To combat this architecturally-sound setup, I put the Shadow Warrior through the expected RPG paces. He fends off droves of goblins and runs along cobblestone highways with bandits lying in wait, thick as thieves. He rummages through temple ruins as hovering Chinese dragon tadpoles (as far as I could tell) swirl about the angry temple carvings and leafy fronds. He backs himself against a dark forested wall as undead skeletons trample about in full D&D armor.Over 100 archetypes of monsters and bosses claim the land between the different races’ city-states and territories, all of them ready to accept my blood, sweat, and tears as sacrificial offerings. There’s also a triumvirate of bosses that are so massive that the game camera is incapable of fitting them entirely onto one screen: A grimacing earth elemental golem (he could’ve been bigger), a red dragon (you saw that one coming), and a 10,000-leagues-under-the-sea-sized nautilus that will re-instill your fear in oceanic depths (now we’re talking).
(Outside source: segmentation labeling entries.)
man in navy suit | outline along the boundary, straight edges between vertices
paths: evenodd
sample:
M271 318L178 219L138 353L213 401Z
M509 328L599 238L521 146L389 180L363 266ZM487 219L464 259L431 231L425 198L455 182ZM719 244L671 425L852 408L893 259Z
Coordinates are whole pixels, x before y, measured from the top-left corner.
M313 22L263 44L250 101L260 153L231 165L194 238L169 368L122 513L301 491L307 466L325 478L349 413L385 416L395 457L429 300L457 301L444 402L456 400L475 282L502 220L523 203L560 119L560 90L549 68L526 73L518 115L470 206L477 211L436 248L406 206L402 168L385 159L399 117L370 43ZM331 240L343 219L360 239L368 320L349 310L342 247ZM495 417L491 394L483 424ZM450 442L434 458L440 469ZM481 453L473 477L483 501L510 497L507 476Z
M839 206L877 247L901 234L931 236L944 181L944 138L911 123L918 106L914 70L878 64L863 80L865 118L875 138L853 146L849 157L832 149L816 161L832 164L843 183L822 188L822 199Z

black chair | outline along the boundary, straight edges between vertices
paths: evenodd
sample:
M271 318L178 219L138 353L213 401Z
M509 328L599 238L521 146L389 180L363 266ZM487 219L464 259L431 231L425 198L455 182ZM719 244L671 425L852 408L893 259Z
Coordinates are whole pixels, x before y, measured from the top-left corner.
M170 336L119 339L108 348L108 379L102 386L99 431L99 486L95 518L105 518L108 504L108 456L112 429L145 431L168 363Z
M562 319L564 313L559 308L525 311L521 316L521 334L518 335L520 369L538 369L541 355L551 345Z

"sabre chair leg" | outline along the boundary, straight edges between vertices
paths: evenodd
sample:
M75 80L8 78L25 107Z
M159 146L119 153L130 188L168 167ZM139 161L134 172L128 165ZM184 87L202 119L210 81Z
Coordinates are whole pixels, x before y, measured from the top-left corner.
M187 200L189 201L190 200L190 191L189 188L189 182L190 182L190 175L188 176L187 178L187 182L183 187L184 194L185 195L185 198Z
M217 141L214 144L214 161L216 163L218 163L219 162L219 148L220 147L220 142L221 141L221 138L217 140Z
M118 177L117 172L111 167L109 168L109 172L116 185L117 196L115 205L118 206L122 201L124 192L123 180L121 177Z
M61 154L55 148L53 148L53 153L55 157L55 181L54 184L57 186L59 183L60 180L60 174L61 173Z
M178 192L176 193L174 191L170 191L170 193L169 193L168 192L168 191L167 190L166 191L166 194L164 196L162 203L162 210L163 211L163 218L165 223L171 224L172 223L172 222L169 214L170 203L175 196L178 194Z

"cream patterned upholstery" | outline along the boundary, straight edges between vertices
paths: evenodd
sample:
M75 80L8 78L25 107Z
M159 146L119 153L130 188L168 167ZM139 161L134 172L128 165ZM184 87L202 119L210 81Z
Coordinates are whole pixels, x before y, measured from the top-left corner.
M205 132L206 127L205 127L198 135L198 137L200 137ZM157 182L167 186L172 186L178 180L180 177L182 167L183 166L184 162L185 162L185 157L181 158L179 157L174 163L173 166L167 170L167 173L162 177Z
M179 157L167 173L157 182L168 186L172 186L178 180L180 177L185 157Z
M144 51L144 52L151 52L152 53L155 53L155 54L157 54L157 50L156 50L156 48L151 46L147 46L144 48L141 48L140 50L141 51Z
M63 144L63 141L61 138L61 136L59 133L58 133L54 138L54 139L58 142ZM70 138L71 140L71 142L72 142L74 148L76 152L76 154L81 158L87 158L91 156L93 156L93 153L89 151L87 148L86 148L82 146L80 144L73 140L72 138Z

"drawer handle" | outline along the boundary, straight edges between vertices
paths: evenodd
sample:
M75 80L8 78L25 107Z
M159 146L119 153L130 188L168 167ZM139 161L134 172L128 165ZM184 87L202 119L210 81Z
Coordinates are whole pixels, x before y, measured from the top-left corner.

Regardless of whether you’re on the Light side or the Shadow side, the enemies willing to put a stop to your crusade will populate both paths. How you dispatch those enemies -- with an ever-growing caravan of skills and abilities -- will be directed by the side you choose. The developers’ original plan was to have all 20 possible abilities at your disposal from the word “Go.” But after much play-testing, Ascaron concluded that this overwhelmed players with too many choices, and so they decided to reduce the tsunami to a simpler wake of purchasable options. At the time of this writing, completing the tutorial will net you one starting ability, and enough currency to purchase perhaps two more. The rest of the 20 will trickle in gradually. In addition, these abilities are scaleable. Don’t like that widespread and weak meteor shower? Concentrate it down to fewer meteors hitting for increased damage. It’s your spell. Kill them fast, or kill them slow -- it’s your call.
And there’s four ways to kill-on-sight if you’re doing it with other players. Campaign Mode has you and your buddies trek through the storyline cooperatively; experience and loot is shared, just like you were taught in kindergarten. Free Mode tears away the main quest, and only leaves side quests to pursue -- great for opening up the entire gameworld from the get-go, and is also “ideal for power-leveling.” Plus, there’s the arena. You can have multiplayer PvE fights against waves of specific groups of enemies, or multiplayer PvP fights, where you stab other players as much as possible in order to climb the online leader board.
I’ve been racking my brain for days now, and like CDV has noted themselves, I just can’t think of any features that are seriously lacking. Sacred 2 is a no-joke full-bodied experience, with a gorging amount of meat and drink for RPG die-hards, but still starts off with a unique and manageable learning curve. You begin as a boy and his sword, or a girl and her spell -- with several degrees of variation between -- on the first step of a legendary undertaking to either keep the world’s supply of T-Energy in check, or begin funneling that supply to meet your own nefarious ends.